Le 26 janvier. Au réveil, je découvre le massacre en cours dans les rues que j’ai foulées. 10 mort·es en quelques heures. Je décide de repartir, et les femmes de la Maison Chaleureuse sont prêtes à m’accueillir.
Je reviens au camp. Ce coeur battant de la résistance palestinienne qui m’appelle.
Depuis Naplouse, j’envoie une photo à transmettre aux gardiens du camp. La situation est bien pire qu’il y a 4 ans. L’armée ne vient plus seulement la nuit pour terroriser les habitant.es et procéder à des arrestations, elle déferle aussi la journée, en nombre ou sous couverture, pour tuer.
L’arrivée de toute personne étrangère est donc très contrôlée. Je retrouve un camp placé sous haute sécurité. Des barrages sont installés à chaque entrée, les routes sont fermées toute la nuit à l’aide de croix métalliques pour ralentir et contenir les intrusions des forces d’occupation. Une sirène est en place sur le toit d’une des mosquées pour prévenir les attaques de l’armée.
Mes ami·es sont là, les bras grands ouverts, malgré le deuil qui touche la famille. Un cousin a été abattu la veille de mon arrivée. Il est le 126e martyr du camp (on m’annonce les chiffres) depuis que l’occupant a resserré sa pression assassine il y a environ deux ans. Dans leurs bouches, les récits sont plus graves, la peur de la mort est plus présente. Les mères m’expliquent l’expansion de la résistance armée pour défendre le camp face à l’occupant.
Les habitant·es n’attendent rien des forces de sécurité de l’Autorité Palestinienne qui ont un bâtiment à proximité de l’entrée principale. Bien loin de les protéger en cas d’invasion, ces derniers se retirent en présence de l’armée d’occupation.

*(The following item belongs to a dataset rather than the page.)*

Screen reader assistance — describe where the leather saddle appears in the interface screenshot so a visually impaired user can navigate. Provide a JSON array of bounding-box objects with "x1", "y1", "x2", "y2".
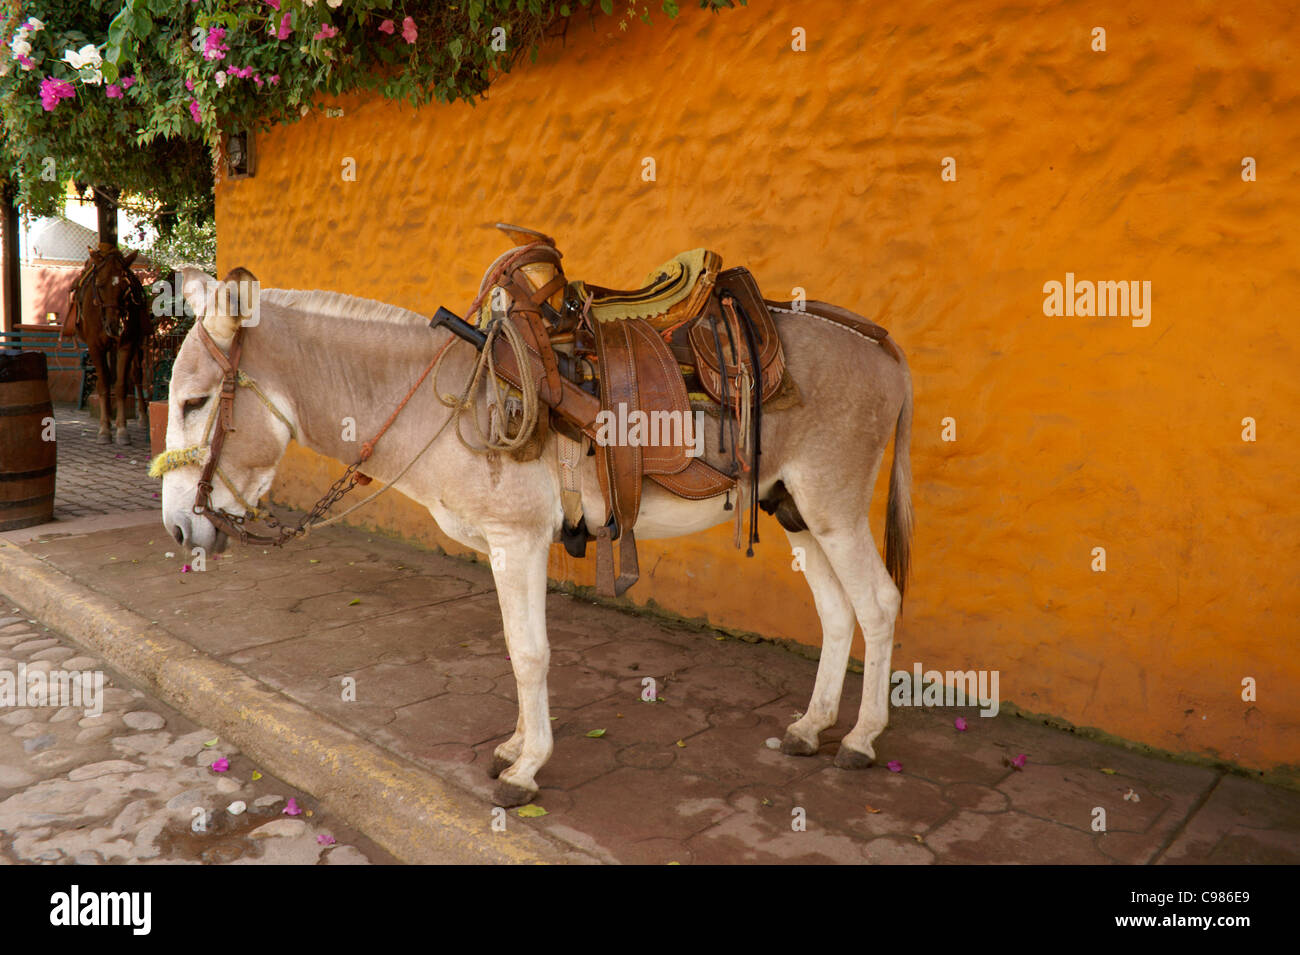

Je ne peux plus me déplacer seul dans les rues pour éviter que ma présence inquiète. Je me sais en sécurité mais le climat est très différent. Je ne pourrai pas me représenter au Freedom Theater.
Malgré tout ça, la vie est là, plus forte que tout. À la Maison Chaleureuse, j’interviens en plus auprès d’un groupe de jeunes filles handicapées le matin et je rencontre l’après-midi un nouveau groupe d’enfants. Toujours cet enthousiasme et cette joie. Tellement d’envie dans ces danses qu’elles et ils découvrent et inventent.
Un matin, tout se suspend à l’alarme de la sirène. Les militaires sont là. Les filles rentrent se mettre à l’abri chez elles et je reste avec le fils d’une des animatrices.
Nous dansons tous les deux la liberté de nos corps malgré le son de la sirène et le bruit des armes.
Deux heures plus tard en sortant, je vois les armes mais l’occupant n’a pas réussi à entrer.
On ne change pas leurs vies mais on leur redonne du souffle. Notre présence leur rappelle que nous n’oublions pas.
Celles et ceux qui luttent et résistent chaque jour sont les lucioles qui brillent et vivent dans la pénombre de l’impasse, presque invisibles, en tout cas inaudibles. Pourtant, par leurs lumières, elles et ils nous montrent le chemin. Celui de la liberté.
Ce 10 septembre, quand j’écris, 46 enfants ont été tués en 2023.
Ils rêvaient de liberté. Réalisons leurs rêves.